Hier hat es 2011 gebrannt. Einiges ist schon wieder nachgewachsen, aber die verkohlten Reste der ehemaligen Büsche prägen nach wie vor das Bild. Für meine deutschen Augen immer noch ein sehr ungewohnter Anblick, hier ein Bestandteil der Wildnis, der dazugehört.

Der Trail verläuft heute fast vollständig über die ehemalige Farm von Elisha Reavis. Er hat hier 1874 gesiedelt, und von seinen Bemühungen, hier Landwirtschaft zu betreiben, ist noch einiges zu sehen. Es gibt immer wieder verrostete Reste landwirtschaftlicher Geräte, die Ruine seines Bauernhauses und ein paar Apfelbäume auf einer Wiese, die einmal eine ansehnliche Plantage gewesen sein muss.

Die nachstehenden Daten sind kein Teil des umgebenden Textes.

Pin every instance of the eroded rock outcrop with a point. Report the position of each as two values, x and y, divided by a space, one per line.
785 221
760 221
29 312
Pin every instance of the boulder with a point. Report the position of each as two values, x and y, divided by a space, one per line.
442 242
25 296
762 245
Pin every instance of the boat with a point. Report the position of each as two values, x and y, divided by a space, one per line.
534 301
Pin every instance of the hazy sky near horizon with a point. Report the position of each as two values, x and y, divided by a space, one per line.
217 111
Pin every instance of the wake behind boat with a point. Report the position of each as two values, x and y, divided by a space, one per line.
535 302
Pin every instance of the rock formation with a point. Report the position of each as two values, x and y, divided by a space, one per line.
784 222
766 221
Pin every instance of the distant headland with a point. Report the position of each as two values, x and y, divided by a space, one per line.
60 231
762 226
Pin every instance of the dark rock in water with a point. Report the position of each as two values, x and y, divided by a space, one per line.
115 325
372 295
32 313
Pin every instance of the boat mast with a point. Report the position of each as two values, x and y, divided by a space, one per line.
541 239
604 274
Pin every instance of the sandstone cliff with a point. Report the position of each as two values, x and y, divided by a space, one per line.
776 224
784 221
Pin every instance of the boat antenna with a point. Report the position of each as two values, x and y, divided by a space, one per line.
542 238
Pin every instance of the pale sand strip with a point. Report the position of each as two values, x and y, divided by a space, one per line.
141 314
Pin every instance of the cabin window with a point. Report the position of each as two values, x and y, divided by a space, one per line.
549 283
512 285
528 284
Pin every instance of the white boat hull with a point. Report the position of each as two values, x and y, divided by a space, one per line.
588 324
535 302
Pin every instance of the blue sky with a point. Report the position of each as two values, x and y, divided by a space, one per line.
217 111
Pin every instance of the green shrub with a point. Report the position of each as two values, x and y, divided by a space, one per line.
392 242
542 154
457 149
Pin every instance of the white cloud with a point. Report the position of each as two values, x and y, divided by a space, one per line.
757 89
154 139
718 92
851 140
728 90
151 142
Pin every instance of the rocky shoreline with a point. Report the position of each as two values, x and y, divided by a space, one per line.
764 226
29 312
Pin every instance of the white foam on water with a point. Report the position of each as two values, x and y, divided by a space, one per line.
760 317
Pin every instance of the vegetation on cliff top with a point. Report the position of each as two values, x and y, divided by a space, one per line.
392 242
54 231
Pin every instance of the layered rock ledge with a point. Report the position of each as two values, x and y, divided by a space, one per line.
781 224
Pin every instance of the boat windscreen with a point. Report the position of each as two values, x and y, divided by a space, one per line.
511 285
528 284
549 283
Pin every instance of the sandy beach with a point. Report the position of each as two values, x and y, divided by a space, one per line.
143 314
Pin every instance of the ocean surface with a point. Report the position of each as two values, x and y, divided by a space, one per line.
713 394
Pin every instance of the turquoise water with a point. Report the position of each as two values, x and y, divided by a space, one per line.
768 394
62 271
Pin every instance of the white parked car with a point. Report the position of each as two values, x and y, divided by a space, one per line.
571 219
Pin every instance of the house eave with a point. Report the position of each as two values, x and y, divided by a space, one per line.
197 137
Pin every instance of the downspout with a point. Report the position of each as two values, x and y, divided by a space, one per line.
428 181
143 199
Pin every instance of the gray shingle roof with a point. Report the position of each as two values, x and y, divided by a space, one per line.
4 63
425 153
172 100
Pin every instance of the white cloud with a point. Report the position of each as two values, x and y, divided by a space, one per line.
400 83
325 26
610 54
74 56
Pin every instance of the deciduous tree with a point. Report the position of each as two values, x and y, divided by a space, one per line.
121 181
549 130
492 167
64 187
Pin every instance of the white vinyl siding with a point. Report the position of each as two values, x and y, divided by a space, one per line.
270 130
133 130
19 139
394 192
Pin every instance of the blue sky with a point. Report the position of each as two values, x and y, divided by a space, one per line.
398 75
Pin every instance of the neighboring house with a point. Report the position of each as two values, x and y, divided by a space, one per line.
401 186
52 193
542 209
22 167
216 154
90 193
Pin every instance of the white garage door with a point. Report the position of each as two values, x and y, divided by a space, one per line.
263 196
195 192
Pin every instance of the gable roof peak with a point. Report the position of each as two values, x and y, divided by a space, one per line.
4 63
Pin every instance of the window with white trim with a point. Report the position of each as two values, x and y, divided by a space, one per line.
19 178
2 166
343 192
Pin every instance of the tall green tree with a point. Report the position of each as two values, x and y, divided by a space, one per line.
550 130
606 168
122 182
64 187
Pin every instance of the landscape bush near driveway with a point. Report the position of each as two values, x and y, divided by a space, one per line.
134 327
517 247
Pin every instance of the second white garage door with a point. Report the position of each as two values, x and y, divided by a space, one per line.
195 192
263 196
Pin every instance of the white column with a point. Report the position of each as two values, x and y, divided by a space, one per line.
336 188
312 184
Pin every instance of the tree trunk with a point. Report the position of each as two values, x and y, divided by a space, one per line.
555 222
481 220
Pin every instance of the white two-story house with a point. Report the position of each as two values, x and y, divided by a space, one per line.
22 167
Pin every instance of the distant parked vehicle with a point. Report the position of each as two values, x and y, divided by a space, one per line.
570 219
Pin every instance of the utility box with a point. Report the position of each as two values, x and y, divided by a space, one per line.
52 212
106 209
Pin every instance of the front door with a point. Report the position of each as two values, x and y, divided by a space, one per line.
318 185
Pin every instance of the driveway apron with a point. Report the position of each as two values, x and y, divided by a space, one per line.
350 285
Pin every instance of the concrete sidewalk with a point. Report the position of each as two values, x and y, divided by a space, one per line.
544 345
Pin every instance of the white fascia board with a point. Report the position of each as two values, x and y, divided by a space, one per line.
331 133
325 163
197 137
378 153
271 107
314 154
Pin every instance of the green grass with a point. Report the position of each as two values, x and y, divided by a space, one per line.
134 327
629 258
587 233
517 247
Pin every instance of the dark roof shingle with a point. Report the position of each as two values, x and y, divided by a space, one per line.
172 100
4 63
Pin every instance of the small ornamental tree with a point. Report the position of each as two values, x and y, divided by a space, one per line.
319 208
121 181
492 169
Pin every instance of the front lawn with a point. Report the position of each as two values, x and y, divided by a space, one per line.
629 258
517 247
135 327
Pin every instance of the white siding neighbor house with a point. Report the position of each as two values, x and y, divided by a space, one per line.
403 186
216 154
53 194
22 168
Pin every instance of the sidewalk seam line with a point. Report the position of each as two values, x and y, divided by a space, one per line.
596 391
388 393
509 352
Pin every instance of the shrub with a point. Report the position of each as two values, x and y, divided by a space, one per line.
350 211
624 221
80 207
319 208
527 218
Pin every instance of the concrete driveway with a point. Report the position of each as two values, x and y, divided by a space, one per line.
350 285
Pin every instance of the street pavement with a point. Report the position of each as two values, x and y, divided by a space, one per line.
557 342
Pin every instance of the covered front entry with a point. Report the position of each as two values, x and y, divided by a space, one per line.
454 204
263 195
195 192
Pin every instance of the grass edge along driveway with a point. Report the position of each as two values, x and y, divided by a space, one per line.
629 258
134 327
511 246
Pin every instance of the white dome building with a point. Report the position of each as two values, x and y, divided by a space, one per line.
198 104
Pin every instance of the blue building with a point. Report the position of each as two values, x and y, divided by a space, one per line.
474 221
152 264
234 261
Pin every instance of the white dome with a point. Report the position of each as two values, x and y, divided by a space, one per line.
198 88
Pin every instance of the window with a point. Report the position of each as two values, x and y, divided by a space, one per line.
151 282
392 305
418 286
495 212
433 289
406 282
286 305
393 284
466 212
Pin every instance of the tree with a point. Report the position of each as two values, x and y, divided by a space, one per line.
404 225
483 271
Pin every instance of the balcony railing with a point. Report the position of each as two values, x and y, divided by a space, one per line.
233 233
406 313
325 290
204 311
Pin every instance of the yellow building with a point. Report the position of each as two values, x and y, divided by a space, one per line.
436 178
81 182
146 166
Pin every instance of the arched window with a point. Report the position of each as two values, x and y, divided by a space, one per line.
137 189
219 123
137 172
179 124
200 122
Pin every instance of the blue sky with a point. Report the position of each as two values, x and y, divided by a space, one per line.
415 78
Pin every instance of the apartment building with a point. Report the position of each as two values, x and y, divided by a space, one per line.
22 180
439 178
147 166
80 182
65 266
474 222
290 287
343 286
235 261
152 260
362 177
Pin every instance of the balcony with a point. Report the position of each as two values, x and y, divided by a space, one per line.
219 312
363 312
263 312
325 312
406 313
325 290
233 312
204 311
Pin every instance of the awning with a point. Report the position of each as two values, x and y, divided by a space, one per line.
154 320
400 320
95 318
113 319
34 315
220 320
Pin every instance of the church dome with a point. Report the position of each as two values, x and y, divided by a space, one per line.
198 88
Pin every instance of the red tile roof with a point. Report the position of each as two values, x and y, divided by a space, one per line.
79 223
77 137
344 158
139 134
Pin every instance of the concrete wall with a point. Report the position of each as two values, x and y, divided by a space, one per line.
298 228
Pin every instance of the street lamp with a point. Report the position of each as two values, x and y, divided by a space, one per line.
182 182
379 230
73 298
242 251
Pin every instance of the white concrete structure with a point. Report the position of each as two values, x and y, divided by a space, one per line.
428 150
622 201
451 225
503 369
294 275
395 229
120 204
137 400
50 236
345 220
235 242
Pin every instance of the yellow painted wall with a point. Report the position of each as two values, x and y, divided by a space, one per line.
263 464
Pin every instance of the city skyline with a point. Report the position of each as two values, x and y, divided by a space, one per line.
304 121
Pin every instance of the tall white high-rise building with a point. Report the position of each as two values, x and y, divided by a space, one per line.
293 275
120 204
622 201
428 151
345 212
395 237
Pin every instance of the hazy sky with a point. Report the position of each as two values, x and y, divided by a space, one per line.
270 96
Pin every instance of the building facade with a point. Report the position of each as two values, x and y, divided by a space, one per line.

Ich setze mich in den Schatten eines dieser Bäume zur Mittagspause und treffe einen Tageswanderer, einen älteren Mann, der hier ebenfalls eine ausgedehnte Pause genießt. Wir kommen ins Gespräch, und er erzählt, dass er eine Zeit lang in dieser Gegend als Ökologe beschäftigt war. Er hat an einem Projekt zur Verhaltensforschung an Gila-Monstern und Klapperschlangen gearbeitet. Sie wollten herausbekommen, wie sich diese Tiere bewegen, und dazu haben sie sie mit GPS-Transmittern ausgestattet und dann über lange Zeiten ihre Bewegungen verfolgt. Die Erkenntnis: Beide Tierarten sind territorial. Sie bewegen sich über Jahre auf immer dem gleichen Flecken Land, den sie nicht mit Artgenossen teilen. Und sehr selten verteidigen sie ihr Gebiet – meist ist das nicht nötig, weil es genügend Platz für die Tiere gibt. Außerdem verbringen Gila-Monster viel Zeit damit, sich unmittelbar vor ihrer Höhle auf einer Art Terrasse zu sonnen … die sagenhaften Tiere werden mir zunehmend sympathisch. Ich frage ihn, ob es leicht ist, ein Gila-Monster zu sehen. Klapperschlangen sind mir bisher ja schon mehrere begegnet, nach einem Gila-Monster habe ich bis jetzt vergeblich Ausschau gehalten. Er macht mir keine großen Hoffnungen.

Mein angeschlagener Fuß dankt mir diese ausführliche Pause, danach läuft es sich schon etwas besser. Es ist spät am Nachmittag, als ich weitergehe. Ein Gila-Monster sehe ich heute nicht, dafür begegnet mir dieser Kamerad:

Nach nur etwas mehr als 12 Meilen schlage ich mein Nachtlager auf. Der Tag war anstrengend, der Weg schwierig, und meine Schmerzen haben nicht gerade geholfen. Aber ich bin ein gutes Stück weiter gekommen, und morgen könnte ich es vielleicht bis Roosevelt Lake schaffen.

Die Moral von der Geschicht: Gestern zu schnell zu gehen war eine wirklich blöde Idee. Und zu schnell zu sein macht letztlich langsamer, nicht schneller.